本來神通就不穩,被他一拽符咒的火光在她指尖一閃就滅掉了,把薑嬈氣的有點上頭,“嘖,你躲開!”
燼沒有理她,隻是將她死死的護在身後,那力氣像是要捏斷她的骨頭。
他和梨葉之間是有恩怨,可一個雌性淪落到流浪獸部落裡,那就是生不如死,他和她之間是有賬要算,但不能用這種卑劣的方式。
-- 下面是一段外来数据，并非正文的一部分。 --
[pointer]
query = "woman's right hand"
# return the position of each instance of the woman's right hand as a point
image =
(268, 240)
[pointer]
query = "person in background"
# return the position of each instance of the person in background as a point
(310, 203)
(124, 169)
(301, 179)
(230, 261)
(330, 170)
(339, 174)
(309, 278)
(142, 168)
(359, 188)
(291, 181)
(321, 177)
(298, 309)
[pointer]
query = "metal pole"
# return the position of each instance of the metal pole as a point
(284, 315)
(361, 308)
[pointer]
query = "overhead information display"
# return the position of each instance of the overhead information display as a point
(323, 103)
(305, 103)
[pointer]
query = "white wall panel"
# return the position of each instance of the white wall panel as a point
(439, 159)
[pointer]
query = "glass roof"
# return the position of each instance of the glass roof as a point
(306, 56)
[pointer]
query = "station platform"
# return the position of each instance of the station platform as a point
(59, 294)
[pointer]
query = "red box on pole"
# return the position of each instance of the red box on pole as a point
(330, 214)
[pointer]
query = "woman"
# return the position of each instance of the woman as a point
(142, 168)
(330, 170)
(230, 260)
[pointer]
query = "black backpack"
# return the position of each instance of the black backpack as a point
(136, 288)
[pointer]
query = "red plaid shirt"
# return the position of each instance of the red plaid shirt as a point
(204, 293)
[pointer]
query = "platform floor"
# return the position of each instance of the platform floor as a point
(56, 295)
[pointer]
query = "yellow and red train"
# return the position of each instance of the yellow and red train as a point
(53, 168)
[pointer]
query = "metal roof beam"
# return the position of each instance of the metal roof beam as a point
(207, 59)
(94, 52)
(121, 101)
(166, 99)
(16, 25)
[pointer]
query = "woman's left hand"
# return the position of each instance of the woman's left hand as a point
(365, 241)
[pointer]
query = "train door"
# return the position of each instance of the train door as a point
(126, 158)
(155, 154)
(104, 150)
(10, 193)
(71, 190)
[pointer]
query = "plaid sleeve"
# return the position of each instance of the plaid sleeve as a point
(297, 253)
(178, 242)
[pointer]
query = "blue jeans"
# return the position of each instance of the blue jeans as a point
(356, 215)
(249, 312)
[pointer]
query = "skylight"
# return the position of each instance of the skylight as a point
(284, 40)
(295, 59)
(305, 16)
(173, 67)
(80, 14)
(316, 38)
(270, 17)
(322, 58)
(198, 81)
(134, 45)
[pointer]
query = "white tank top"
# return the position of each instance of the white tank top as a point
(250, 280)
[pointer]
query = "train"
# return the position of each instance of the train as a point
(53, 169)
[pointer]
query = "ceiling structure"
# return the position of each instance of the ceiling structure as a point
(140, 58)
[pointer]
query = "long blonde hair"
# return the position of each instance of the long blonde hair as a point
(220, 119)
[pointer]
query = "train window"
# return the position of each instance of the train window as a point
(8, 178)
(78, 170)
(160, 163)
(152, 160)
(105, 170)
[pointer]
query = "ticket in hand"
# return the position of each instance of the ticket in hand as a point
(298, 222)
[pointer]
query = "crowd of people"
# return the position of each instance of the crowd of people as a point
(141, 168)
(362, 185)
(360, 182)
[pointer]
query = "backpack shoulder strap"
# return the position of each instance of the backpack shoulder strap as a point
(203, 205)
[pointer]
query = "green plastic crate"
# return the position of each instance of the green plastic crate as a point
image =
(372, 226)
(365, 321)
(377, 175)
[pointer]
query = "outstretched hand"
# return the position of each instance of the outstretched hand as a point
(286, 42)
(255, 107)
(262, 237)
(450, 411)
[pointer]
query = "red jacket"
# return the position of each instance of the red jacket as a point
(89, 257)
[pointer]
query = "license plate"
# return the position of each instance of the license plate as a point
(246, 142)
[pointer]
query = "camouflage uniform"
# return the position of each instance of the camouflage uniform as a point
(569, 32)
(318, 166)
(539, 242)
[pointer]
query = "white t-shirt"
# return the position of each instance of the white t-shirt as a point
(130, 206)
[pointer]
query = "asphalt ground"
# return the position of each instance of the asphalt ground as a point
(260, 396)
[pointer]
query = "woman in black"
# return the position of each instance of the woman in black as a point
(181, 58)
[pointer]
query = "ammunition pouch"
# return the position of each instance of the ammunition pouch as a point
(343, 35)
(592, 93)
掙紮良久,他低頭垂眼,就像是放下了自尊,發出了一聲悠長的求救,瞬間就被那幾個獸人掐住了喉嚨,將他摁倒在石地上。
雲巫山的另一頭,幾個留守的雄性獸人猛地抬起了頭。
現在秋獵,大部隊都下山了,所以他們盯得更緊了,生怕有什麼異動。
此時,留守的雄性獸人們正在北山轉悠。
“哎?你們聽到沒有,好像是狼獸的求救聲。”一個獸人疑惑道。
“什麼狼嚎,那吹口哨一樣的聲音是豺叫!”其中一個狼獸人臉拉的老長說道,“狼和豺能一樣嗎?豺群裡可沒一個好東西,又陰險又下作。”
“我們還是去看看吧,萬一有事兒呢?彆是流浪獸人摸上山了。”一頭剛剛成年的年輕獸人小心提議道。
“你小子還想跟豺群扯上關係嗎?”
“那群陰險小人從來不敢正麵迎擊,我阿父當年被豺群逼到絕境,他們躲在暗處輪番偷襲,一直拖到我阿父精疲力儘了,直接撕開了他的肚子!”
“獸神在上,大半夜聽到豺叫,真是晦氣!”
幾頭巡邏隊伍中年長一點的雄性對著那個不懂事的年輕獸人一通撕咬,臉上連給了幾個大逼鬥。
“那頭豺隻叫了一聲,有些驚慌而已,應該是聽錯了。”為首的獅獸靜聽了一會兒,甩甩鬢毛,示意不用管,這群獸人就繼續巡邏了。
“你自己看看,有什麼回應嗎?”這邊,這幾個猥瑣的流浪獸人差點笑yue過去。
“你什麼東西自己不清楚嗎?”那牛獸人一腳踩在燼骨骼分明的手背上,俯身,大手緊緊捏著他的下頜,“你是頭豺,誰會相信你?誰又會來救你?”
燼深邃晦暗的眸光中閃過一絲涼薄,薄唇緊抿,終究是閉上了眼。
薑嬈戲也看夠了,凝神聚氣,本想催動符咒引雷入陣,收拾殘局。
卻看到燼唇角輕勾,左手臂瞬間發力,將那個牛獸人掀倒,利爪猛攻,直接洞穿了他的心臟。
燼側身看過來,半身染血宛若鬼魅,可偏偏笑若無塵新月,連灰棕色的發絲都染上了一層明亮的光暈。
“我,不需要任何人來救。”他垂眼舔了舔白皙指尖上的血跡,朝剩下的那些流浪獸人走去,洞穴前的篝火將他的影子拉的特彆長,暗夜都無法藏住他眼底的殺意。
“我,隻信我自己。”
他抬起深海般寒涼的眼眸,衝剩下的幾個瑟瑟發抖的獸人莞爾一笑道,“彆急,接下來,就該你們了!”